What's more, for U.S. members it is a tax-deductible gift. The reason given is that the Olympics is now big business, and that this is the organization that owns and directs the Games. To outsiders, it may seem that there is only joy for members who meet in world-famous watering spots: Baden-Baden, Lausanne, Monte Carlo. True to a degree, but the Olympics is recognized as a "super-national" institution, and the discussions held at these meetings are frequently of considerable political as well as sports importance. Even the taxing authorities are respectful of those proceedings.
As a result, meetings and travel for members are high on the expense-account list, and virtually nothing is spared to make life pleasant. Examples:
WHEN the IOC executive board traveled from Lausanne to Paris on the famed French TGV (tres grande vitesse) train for the 90th anniversary ceremonies of the founding of the IOC, they boarded a special car in which they were served a sumptuous meal during this gem of a junket. Upon their arrival in Paris they were whisked by limousine to the luxurious Plaza-Athenee, which-experienced travelers concede--is one of Paris' finest hotels. They were enscounced in individual suites that would make Prince Charlie swoon. A banquet that evening took place at yet another choice Parisian hotel, the Crillon, concluding a day's schedule generally reserved for royalty and celebrities of superstar status. Other banquets, parties and gifts from the French Olympic Committee and those hoping to secure a future Olympics for Paris marked the ensuing two days.
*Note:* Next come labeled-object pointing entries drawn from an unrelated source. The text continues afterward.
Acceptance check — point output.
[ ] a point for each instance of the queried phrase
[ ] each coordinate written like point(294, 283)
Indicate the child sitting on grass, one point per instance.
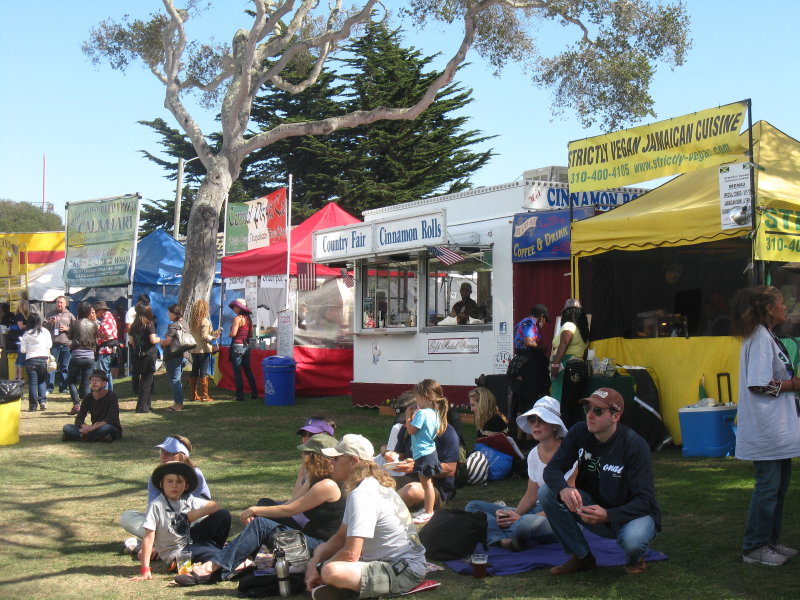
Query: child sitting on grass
point(177, 522)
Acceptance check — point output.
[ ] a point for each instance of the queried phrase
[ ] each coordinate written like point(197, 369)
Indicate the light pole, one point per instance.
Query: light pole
point(176, 223)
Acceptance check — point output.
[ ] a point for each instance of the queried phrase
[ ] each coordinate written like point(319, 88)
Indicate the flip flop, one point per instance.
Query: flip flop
point(191, 578)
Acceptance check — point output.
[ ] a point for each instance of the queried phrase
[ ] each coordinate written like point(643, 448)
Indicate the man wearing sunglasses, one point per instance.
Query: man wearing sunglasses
point(614, 496)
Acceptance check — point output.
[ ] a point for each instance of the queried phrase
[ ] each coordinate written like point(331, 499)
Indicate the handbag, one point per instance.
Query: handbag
point(183, 341)
point(293, 543)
ALMOST without fail each member attending a meeting was given his or her own car and driver for the duration of the stay. On one occasion in Zurich, when IOC President Juan Antonio Samaranch of Spain was called away unexpectedly, it was suggested that the vice president, Louis Guirandou-N'Diaye, might double up with other officials in a single limousine. Guirandou-N'Diaye was aghast. He fumed to his hosts that he would boycott the meeting unless he was given the same car and driver that Samaranch was assigned. Both, not surprisingly, were provided.
NOT only are expensive gifts often presented by host cities and others, but also luxury items are sometimes offered at ridiculously low prices. During the Moscow Games, for example, fine mink stoles could be purchased in the IOC hotel (it was out of bounds to most others) for a mere $400, and caviar sold for $10 a pound.
BANQUETS and private parties in the best restaurants mark virtually all IOC meetings. The closing-night buffet--to which all participants, including the press, are invited--generally features virtually every specialty for which the host country is famous, as well as international delicacies flown in from the far corners of the world. Scattered about the room--in an effort to afford easy access and avoid lines--are multiple buffet tables. Pity the poor Los Angeles Matron who in 1982 put together a party with but one buffet table. Due to the resulting long lines she was banished by the IOC and told that she'd never again be permitted to arrange a blowout for members.
FRENCH Champagne and other fine wines and liquors flow copiously at these functions. And when occasional meetings are held in Third World countries, where public-health standards may be suspect, even the water is imported. When the IOC met in New Delhi a few years ago, enough Vichy and Evian was jetted from Europe so that even local bottled water could be avoided for the entire 10 days.
The Los Angeles Olympic Organizing Committee--known for holding back on expenses--felt constrained to cast restraint to the wind and blow its budget on banquets costing in excess of $100 a plate.